Engineering Series: Keeping Upverter Up

We’ve been pretty cagey in the past about a lot of our engineering efforts at Upverter.  Today, we want to start lifting the veil a bit and talk about some of the things we’ve done under the hood to keep the Upverter platform stable, despite huge feature pushes.

Stability starts in culture.  We enforce a pretty stringent engineering culture, augmented by a handful of software systems: all code changes get (quite brutally) code reviewed by two other engineers using our custom-modded version of Rietveld, before buildbot runs it against a battery of tests and packages everything for deployment.

image

We generally avoid big deployments or “release management” since they basically act as risk capacitors.  Instead, everyone on the team can deploy any code that has passed code review and the test suite at any time – and they do.  We usually deploy several times a day.

Overwhelmingly, our stability stems from these kinds of ‘best practices’.  However, we have over 120,000 lines of Javascript running client-side on people’s browser, and that means there’s a huge surface area for client-side stability problems to arise, despite any amount of testing.  Furthermore, it can be a harrowing experience for a hardware engineer if their editor keeps running into errors.
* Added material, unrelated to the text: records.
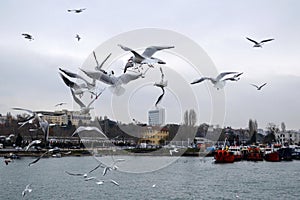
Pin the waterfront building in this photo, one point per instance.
(156, 117)
(290, 137)
(154, 136)
(63, 117)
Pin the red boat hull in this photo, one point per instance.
(223, 156)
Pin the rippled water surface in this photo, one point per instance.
(185, 178)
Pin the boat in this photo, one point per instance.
(224, 156)
(254, 154)
(236, 152)
(285, 154)
(296, 153)
(271, 155)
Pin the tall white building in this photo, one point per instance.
(156, 117)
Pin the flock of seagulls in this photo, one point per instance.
(133, 70)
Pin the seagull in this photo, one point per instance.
(77, 10)
(79, 89)
(259, 87)
(86, 83)
(26, 190)
(218, 82)
(107, 168)
(77, 174)
(46, 152)
(146, 56)
(259, 44)
(77, 37)
(161, 84)
(114, 82)
(99, 67)
(28, 36)
(60, 104)
(88, 128)
(175, 150)
(83, 108)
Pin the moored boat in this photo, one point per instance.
(254, 154)
(224, 156)
(236, 150)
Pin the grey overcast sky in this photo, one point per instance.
(29, 70)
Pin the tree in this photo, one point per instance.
(283, 127)
(186, 118)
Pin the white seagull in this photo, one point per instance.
(114, 82)
(99, 67)
(146, 56)
(26, 190)
(86, 83)
(84, 109)
(175, 150)
(161, 84)
(259, 87)
(219, 82)
(28, 36)
(259, 44)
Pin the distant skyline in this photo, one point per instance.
(29, 69)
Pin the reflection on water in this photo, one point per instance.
(185, 178)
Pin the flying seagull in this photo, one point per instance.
(77, 37)
(79, 89)
(28, 36)
(175, 150)
(84, 109)
(259, 44)
(114, 82)
(26, 190)
(259, 87)
(99, 67)
(146, 56)
(219, 82)
(161, 84)
(77, 10)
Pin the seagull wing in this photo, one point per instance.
(151, 50)
(266, 40)
(126, 78)
(137, 55)
(200, 80)
(100, 165)
(77, 100)
(254, 85)
(101, 65)
(261, 86)
(221, 75)
(74, 174)
(114, 182)
(69, 83)
(251, 40)
(160, 97)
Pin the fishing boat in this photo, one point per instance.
(254, 154)
(236, 152)
(271, 155)
(223, 156)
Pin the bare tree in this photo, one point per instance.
(186, 118)
(283, 127)
(192, 117)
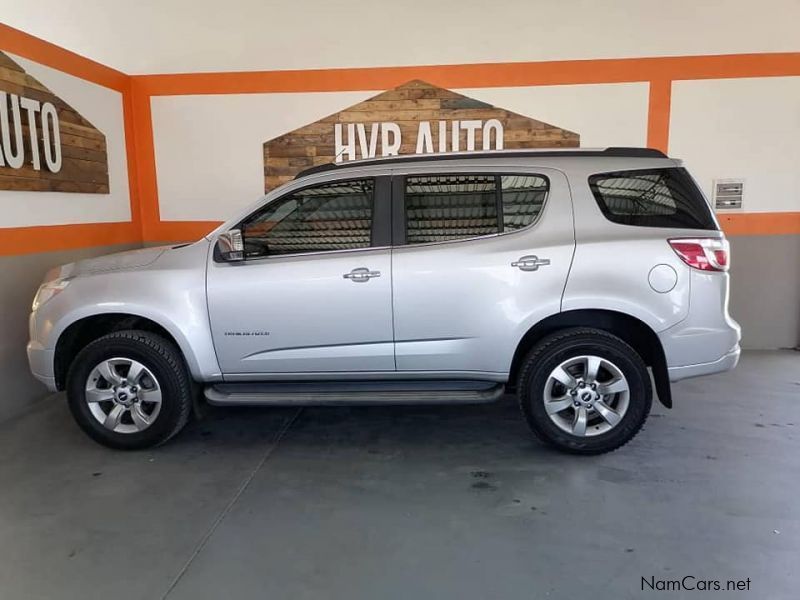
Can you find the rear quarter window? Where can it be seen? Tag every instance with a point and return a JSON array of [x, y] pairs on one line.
[[652, 198]]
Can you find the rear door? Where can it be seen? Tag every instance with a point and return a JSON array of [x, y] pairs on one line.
[[479, 257]]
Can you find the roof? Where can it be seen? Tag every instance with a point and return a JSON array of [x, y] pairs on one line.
[[615, 152]]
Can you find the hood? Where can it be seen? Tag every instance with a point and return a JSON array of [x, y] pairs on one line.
[[121, 261]]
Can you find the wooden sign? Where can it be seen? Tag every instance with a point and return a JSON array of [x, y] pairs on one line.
[[45, 145], [413, 118]]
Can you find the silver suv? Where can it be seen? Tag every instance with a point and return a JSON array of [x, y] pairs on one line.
[[566, 277]]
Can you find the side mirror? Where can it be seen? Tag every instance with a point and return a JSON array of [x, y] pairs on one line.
[[230, 246]]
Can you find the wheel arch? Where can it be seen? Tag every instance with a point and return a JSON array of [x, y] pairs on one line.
[[630, 329], [86, 329]]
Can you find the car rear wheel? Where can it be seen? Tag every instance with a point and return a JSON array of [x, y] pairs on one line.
[[129, 390], [584, 391]]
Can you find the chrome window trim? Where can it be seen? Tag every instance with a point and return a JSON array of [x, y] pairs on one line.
[[317, 253]]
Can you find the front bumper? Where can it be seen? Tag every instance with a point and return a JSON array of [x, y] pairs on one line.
[[725, 363], [41, 362]]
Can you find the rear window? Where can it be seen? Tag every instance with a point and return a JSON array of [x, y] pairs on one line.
[[652, 198]]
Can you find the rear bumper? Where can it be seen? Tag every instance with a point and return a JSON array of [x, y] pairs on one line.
[[725, 363]]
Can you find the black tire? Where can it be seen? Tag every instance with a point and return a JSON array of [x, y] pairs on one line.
[[568, 343], [165, 362]]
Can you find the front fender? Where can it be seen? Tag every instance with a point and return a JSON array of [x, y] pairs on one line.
[[174, 299]]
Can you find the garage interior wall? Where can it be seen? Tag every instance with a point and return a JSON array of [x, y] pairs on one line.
[[185, 146]]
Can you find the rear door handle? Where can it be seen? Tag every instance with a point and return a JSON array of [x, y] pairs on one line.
[[530, 262], [361, 275]]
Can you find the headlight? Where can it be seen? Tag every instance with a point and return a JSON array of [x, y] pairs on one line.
[[47, 291]]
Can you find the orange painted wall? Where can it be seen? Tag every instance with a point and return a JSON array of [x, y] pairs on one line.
[[146, 224]]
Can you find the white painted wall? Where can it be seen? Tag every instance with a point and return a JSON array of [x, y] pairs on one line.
[[209, 149], [603, 115], [150, 36], [103, 108], [741, 128], [209, 156]]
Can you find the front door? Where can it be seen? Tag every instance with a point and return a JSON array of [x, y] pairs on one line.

The good news is that instead of having to wait for your software distributor to send you a new version, at Upverter we’re able to deploy fixes to our servers as soon as we see them happen.  To keep an eye on the stability of connected clients, we have a big dashboard in the main engineering space:

image

The dashboard displays all the key data for managing live errors on the site.  It shows us how many times the error has occurred (based on a hash of the stack trace), what users are affected, and what part of the code base is responsible.  We also see times of first and last occurrence.  Since our last revision, all new errors are automatically posted to our our task management tool, Asana, and the engineer tasked with the fix is sync’d back to the dash using the Asana API.

image

In order to track down complex bugs, we send a lot of data back with every error.  Client-side, we take advantage of Google Closure’s global error handler, and add a bunch of extra contextual information to the stacktrace, including the entire history of the client session: what tools were used, what shapes were placed, and when.  Additionally, users are given the opportunity to submit reproduction steps after their design reloads.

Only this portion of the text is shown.